Yes, but two things. First of all, a simple bit shift is going to be faster than a lookup table. Second of all, Matt said he could think of 5 to 10 reasons (and I’m sure there are many reason he doesnt even realize). He posted one, and you are proposing a workaround for this issue. Then when he posts the next reason, are you going to find another workaround for that one, and then the next, etc.

You see, when you try to “hard code” a solution to one problem, by the time you are done, you often realize that you “hard coded” half the stuff, and the general solution would have actaully been simpler, easier to maintain, and sometimes even faster. I think this is one of those cases where once you get to the meat of the problem, you will find the general solution is all of the above (the general solution being to just have some restrictions on the textures).

Originally posted by LordKronos:
[b] Yes, but two things. First of all, a simple bit shift is going to be faster than a lookup table. Second of all, Matt said he could think of 5 to 10 reasons (and I’m sure there are many reason he doesnt even realize). He posted one, and you are proposing a workaround for this issue. Then when he posts the next reason, are you going to find another workaround for that one, and then the next, etc.

You see, when you try to “hard code” a solution to one problem, by the time you are done, you often realize that you “hard coded” half the stuff, and the general solution would have actaully been simpler, easier to maintain, and sometimes even faster. I think this is one of those cases where once you get to the meat of the problem, you will find the general solution is all of the above (the general solution being to just have some restrictions on the textures).[/b]

Exactly. I would also note that it would NOT be cheap to use a reciprocal lookup ROM. On a GF2, you need 16 of them – 4 pixels, 2 textures, 2 texture coordinates. Each table must be big enough to handle [1024,2047] at minimum. If you start thinking about future generations of chips, this is not a scalable solution. All four numbers I mentioned (pixels, textures, texture coordinates, and table size) could grow in the future.

Graphics HW is all about cutting corners to make powerful rendering technology cheaper than it “should be”. That’s what separates it from the CPUs of the world – a more constrained problem domain, and therefore a more efficient solution.

  • Matt

Yes, I understand there are many reason why to restrict the sizes to powers of two and I personally haven’t met any situation where other sizes would be needed of motivated.
But since many cards today can use textures of other sizes, does that mean that there are restrictions with those, such as you can’t do clamp_to_edge with such textures?

Originally posted by Humus:
But since many cards today can use textures of other sizes

Im not disputing your claim, since I havent used any non-nvidia cards for openGL, but which cards are you talking about?

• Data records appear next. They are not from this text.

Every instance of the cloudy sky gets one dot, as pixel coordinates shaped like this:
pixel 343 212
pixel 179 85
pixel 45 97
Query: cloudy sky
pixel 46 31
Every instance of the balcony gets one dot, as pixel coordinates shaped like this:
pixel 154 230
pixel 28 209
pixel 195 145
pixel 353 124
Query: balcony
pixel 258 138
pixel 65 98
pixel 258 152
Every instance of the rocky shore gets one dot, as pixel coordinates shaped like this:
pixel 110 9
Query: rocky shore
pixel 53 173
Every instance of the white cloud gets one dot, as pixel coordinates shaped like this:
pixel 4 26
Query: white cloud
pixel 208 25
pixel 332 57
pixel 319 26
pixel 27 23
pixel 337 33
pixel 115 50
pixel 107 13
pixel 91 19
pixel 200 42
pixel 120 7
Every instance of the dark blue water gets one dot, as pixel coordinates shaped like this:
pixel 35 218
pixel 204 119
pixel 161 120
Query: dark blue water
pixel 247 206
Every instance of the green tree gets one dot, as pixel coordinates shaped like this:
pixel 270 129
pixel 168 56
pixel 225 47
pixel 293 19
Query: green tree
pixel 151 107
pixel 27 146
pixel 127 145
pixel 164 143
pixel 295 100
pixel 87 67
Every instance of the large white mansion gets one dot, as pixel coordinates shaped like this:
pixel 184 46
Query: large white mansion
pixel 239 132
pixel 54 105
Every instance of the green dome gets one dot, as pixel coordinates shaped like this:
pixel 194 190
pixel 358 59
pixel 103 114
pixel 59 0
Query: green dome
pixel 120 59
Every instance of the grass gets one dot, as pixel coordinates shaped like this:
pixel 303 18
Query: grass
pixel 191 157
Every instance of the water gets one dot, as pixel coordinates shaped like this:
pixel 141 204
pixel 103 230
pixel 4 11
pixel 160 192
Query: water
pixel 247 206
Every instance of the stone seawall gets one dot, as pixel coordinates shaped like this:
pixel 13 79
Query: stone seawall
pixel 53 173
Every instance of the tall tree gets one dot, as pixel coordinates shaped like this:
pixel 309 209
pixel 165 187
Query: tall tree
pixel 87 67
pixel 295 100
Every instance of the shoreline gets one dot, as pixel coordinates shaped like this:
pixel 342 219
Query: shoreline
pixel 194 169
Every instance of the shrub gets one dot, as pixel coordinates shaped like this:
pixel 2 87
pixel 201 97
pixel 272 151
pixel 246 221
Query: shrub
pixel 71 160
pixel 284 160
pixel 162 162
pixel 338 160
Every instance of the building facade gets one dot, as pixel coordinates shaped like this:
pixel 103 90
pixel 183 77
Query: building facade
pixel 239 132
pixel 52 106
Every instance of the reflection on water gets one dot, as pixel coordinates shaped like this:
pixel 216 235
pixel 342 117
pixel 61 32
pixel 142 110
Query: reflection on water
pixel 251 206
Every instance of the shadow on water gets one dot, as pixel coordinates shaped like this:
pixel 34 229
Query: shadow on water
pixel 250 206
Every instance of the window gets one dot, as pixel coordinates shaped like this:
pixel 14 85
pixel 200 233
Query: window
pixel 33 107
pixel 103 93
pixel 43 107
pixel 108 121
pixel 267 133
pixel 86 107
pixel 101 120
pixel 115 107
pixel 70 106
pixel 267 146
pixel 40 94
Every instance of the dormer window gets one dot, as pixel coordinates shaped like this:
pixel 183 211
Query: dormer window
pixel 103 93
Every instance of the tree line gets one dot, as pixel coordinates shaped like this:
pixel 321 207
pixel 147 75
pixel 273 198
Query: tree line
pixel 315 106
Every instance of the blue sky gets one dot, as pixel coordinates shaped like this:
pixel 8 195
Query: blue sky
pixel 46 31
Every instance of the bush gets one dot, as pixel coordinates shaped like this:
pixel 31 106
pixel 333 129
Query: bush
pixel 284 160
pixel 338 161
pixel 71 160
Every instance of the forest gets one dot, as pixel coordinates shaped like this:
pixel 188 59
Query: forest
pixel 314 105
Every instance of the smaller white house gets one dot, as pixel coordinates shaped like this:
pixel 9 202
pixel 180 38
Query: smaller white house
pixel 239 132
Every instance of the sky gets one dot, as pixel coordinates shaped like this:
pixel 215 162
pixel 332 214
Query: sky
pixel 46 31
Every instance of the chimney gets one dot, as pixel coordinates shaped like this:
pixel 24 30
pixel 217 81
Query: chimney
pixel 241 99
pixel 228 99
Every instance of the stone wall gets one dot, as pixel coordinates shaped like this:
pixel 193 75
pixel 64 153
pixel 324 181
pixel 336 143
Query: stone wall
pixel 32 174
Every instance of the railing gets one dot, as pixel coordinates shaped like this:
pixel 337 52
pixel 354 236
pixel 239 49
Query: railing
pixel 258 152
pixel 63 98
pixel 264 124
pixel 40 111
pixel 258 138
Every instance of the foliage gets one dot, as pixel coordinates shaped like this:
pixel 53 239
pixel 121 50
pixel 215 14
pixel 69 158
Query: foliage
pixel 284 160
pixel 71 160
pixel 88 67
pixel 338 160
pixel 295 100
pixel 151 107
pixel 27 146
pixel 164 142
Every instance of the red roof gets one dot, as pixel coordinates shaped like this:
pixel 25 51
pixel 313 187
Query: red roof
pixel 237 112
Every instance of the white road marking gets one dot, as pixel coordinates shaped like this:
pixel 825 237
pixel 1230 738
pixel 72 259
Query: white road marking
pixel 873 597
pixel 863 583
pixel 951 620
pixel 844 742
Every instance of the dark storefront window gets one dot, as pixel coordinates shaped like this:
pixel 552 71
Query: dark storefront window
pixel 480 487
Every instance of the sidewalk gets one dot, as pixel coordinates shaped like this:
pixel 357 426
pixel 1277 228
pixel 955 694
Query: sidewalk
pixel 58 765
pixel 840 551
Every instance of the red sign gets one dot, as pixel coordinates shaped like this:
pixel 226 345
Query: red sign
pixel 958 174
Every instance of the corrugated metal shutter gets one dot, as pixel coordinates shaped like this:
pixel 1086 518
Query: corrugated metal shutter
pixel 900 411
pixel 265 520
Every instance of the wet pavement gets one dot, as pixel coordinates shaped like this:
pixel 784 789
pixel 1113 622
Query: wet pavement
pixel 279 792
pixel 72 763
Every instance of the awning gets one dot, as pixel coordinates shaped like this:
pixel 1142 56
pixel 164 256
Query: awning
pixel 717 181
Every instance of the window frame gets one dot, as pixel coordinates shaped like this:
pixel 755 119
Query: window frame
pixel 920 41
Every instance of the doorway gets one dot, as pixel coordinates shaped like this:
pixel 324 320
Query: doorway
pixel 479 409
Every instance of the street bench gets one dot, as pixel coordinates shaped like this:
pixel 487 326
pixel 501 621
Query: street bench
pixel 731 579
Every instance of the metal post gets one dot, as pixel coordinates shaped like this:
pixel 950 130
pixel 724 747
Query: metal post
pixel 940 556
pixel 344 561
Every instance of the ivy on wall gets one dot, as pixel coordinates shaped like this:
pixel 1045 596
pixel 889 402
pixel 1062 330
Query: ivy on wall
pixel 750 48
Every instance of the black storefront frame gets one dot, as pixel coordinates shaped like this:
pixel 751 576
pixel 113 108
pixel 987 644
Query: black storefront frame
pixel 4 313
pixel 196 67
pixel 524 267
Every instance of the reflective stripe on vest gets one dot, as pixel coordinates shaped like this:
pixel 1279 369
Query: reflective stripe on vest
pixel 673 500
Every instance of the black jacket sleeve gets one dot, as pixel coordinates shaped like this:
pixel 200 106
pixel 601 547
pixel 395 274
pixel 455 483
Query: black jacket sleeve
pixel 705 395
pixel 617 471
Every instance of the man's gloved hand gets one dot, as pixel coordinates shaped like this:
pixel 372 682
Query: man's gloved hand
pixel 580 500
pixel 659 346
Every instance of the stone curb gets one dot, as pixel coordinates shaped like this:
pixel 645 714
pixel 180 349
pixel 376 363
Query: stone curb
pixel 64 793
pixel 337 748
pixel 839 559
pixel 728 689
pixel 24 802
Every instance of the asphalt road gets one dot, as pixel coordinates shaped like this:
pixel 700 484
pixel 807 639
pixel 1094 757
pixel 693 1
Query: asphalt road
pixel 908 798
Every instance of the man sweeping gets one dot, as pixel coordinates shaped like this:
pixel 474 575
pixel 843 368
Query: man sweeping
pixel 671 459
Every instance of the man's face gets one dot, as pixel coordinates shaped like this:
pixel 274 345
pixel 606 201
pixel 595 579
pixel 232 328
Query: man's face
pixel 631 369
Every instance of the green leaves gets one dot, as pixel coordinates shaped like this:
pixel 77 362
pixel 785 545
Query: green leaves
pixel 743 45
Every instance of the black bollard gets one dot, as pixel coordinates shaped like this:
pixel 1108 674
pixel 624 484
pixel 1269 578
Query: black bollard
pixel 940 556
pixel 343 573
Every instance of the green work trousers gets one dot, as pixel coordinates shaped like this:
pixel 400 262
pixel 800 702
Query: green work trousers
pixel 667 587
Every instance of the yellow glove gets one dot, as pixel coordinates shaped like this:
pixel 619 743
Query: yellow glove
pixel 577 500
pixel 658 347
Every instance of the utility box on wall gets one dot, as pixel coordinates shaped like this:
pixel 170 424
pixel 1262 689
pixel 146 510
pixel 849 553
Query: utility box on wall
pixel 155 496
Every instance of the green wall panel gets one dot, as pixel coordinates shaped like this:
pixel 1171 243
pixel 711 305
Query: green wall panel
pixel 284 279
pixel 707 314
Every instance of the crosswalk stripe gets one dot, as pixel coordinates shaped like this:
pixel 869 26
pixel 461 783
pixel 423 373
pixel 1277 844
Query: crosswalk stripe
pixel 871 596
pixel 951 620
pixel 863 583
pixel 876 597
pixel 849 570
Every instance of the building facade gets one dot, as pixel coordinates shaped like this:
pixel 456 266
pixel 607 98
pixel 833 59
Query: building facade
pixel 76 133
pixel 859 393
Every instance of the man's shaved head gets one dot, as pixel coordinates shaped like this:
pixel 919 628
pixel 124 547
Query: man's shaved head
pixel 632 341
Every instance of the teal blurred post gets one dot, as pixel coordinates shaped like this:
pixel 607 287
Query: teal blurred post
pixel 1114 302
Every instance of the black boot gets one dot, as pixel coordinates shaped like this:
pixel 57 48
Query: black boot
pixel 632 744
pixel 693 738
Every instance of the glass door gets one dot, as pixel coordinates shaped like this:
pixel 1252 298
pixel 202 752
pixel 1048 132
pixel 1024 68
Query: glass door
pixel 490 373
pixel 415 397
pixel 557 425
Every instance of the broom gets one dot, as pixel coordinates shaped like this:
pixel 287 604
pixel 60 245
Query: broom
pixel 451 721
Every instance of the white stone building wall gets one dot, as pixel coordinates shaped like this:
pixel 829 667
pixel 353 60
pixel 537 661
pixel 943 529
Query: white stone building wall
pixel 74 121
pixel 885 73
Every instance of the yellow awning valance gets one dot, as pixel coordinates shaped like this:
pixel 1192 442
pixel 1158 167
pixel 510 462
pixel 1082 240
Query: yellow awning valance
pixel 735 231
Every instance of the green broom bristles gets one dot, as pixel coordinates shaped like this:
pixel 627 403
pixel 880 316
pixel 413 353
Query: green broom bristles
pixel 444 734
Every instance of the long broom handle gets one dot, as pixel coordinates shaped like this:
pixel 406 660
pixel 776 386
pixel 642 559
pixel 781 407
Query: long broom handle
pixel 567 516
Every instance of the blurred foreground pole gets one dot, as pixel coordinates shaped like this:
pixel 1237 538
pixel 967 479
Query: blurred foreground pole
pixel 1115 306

I wasnt aware that any allow this.

Possibilities: Perhaps those cards take a performance hit for allowing you to do so. Or maybe the driver resamples the image to a power of 2 when you upload.

[This message has been edited by LordKronos (edited 02-08-2001).]

I should, for purposes of accuracy, say that we do support non-power-of-two textures in HW, and they do support clamp to edge. Instead, they don’t support wrap (as well as a few other things).

This feature will be exposed in our next major driver release.

  • Matt